Wednesday 20, April 2011
TIMISOARA, April 20 (UNHCR) - A first group of 30 Eritrean refugees arrive at a special centre in Romania ahead of resettlement. They spent weeks in Tunisia after fleeing Libya.
Thirty Eritrean refugees have arrived at an emergency transit centre in western Romania after fleeing Libya and spending weeks in a crowded camp in Tunisia as UNHCR and its partners sought a solution for them.
The Eritreans, including three women and a boy, will spend up to six months in the centre in Timisoara before being resettled in the United States and the Netherlands.
Unlike most of the foreigners who have fled from Libya since mid-February, hundreds of Eritreans and Somalis stuck on the Tunisian and Egyptian borders with Libya cannot return to their countries because their lives would be at risk.
This is the first group to be flown out of the country ahead of resettlement. Their evacuation was organized by the UN refugee agency, the International Organization for Migration (IOM) and the Romanian government. UNHCR officials said more were expected.
The Eritreans said they fled their country to escape forced military recruitment and claimed that they had been detained and physically abused in Libya. People from sub-Saharan Africa have also been at risk in Libya because of rumours that the government was using them as mercenaries. Yonas Ali *, a 36 year old man, told UNHCR that he and his brothers had spent six years in prison in Libya. "I thank UNHCR for having saved my life. And that of my brothers", he said.
Others recounted having survived "five different prisons in Libya". UNHCR's Representative in Romania, Machiel Salomons, welcomed the group and thanked the authorities: "You open the door to a new life for these most vulnerable survivors of the Libyan crisis", he said at a press conference at the Emergency Transit Centre (ETC).
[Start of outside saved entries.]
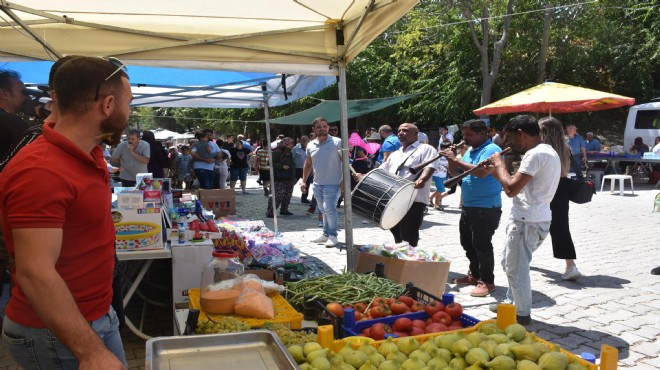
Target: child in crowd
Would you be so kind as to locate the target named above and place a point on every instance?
(184, 168)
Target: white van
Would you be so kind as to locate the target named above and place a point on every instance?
(643, 121)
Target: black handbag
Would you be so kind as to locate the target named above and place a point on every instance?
(580, 191)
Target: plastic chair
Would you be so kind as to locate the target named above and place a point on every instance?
(622, 179)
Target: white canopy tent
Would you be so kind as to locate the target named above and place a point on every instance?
(305, 37)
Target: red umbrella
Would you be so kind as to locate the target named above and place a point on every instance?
(554, 97)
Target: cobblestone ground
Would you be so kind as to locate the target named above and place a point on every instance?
(616, 302)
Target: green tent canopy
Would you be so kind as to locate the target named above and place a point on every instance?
(329, 109)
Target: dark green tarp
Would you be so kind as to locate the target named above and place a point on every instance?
(329, 109)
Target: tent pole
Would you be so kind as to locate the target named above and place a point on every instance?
(270, 156)
(348, 204)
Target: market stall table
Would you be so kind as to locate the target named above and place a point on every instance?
(145, 258)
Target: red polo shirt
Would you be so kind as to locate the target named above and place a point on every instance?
(52, 183)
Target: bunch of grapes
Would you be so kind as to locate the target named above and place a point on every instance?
(226, 324)
(290, 337)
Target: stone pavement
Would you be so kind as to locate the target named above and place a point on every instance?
(617, 302)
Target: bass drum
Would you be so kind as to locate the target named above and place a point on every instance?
(383, 197)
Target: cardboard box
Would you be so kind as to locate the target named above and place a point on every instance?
(221, 201)
(429, 276)
(188, 262)
(138, 229)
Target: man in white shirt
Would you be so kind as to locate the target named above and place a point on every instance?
(411, 153)
(532, 188)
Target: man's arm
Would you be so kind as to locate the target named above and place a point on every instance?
(37, 251)
(511, 185)
(307, 169)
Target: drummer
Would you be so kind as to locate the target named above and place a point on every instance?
(411, 153)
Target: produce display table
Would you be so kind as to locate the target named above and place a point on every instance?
(144, 259)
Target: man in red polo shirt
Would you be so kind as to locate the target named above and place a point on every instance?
(54, 208)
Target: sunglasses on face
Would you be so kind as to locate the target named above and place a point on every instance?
(115, 62)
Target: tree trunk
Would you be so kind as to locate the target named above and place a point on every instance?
(543, 55)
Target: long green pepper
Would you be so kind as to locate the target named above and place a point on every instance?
(346, 288)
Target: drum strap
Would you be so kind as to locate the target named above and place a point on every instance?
(398, 169)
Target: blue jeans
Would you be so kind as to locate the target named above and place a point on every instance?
(34, 348)
(205, 178)
(326, 198)
(238, 173)
(522, 239)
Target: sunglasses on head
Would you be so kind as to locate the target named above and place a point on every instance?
(115, 62)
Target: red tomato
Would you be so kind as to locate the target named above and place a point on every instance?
(436, 327)
(416, 331)
(398, 308)
(407, 300)
(433, 307)
(419, 324)
(380, 301)
(402, 324)
(441, 317)
(377, 331)
(376, 312)
(335, 308)
(417, 306)
(455, 310)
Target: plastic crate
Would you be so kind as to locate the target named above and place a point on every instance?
(608, 357)
(284, 313)
(325, 317)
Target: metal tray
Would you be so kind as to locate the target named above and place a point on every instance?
(253, 350)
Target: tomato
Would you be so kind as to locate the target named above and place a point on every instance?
(398, 308)
(436, 327)
(416, 331)
(441, 317)
(407, 300)
(380, 301)
(402, 324)
(455, 310)
(335, 309)
(376, 312)
(433, 307)
(360, 307)
(417, 306)
(419, 324)
(377, 331)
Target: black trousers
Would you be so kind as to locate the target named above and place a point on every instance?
(562, 241)
(408, 228)
(476, 228)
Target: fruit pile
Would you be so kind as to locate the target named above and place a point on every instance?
(226, 324)
(383, 307)
(487, 348)
(290, 337)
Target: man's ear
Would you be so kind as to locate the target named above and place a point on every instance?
(107, 105)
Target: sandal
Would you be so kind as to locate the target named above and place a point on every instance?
(465, 280)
Eritreans who made it to Tunisia have had to remain in the Shoucha transit camp as tens of thousands of workers from other countries in Egypt and Asia were repatriated by their governments or UNHCR and the IOM. High Commissioner for Refugees António Guterres has repeatedly urged resettlement countries to help solve their problem.
Meanwhile in Geneva, UNHCR on Wednesday presented its Global Resettlement Solidarity initiative to resettlement countries. This programme is aimed at addressing the resettlement needs in Egypt and Tunisia arising out of the Libya crisis. UNHCR called on the resettlement countries to provide 8,000 dedicated places for the refugees at the borders with Libya.
"We call on states to provide additional places [to their current resettlement quotas]," stressed Johannes van der Klaauw, UNHCR's senior resettlment coordinator. "The numbers of people in need of resettlement from Tunisia and Egypt increases by the day and may soon be in the thousands rather than the hundreds," he added.
Van der Klaauw also noted that resettlement out of the region could ensure that fewer of these vulnerable refugees risk taking dangerous boat journeys across the Mediterranean Sea to Europe. More than 500 people are known to have lost their lives attempting the crossing in recent weeks.
The Timisoara Emergency Transit Centre was set up in 2008 by the Romanian government, UNHCR and the IOM to house people in urgent need of international protection until their resettlement applications have been processed. It can accommodate up to 200 people and has hosted more than 600 refugees since opening, including Eritreans, Sudanese, Palestinians, Ethiopians, Sri Lankans, Iraqis and Nigerians.
*Name changed for protection reasons.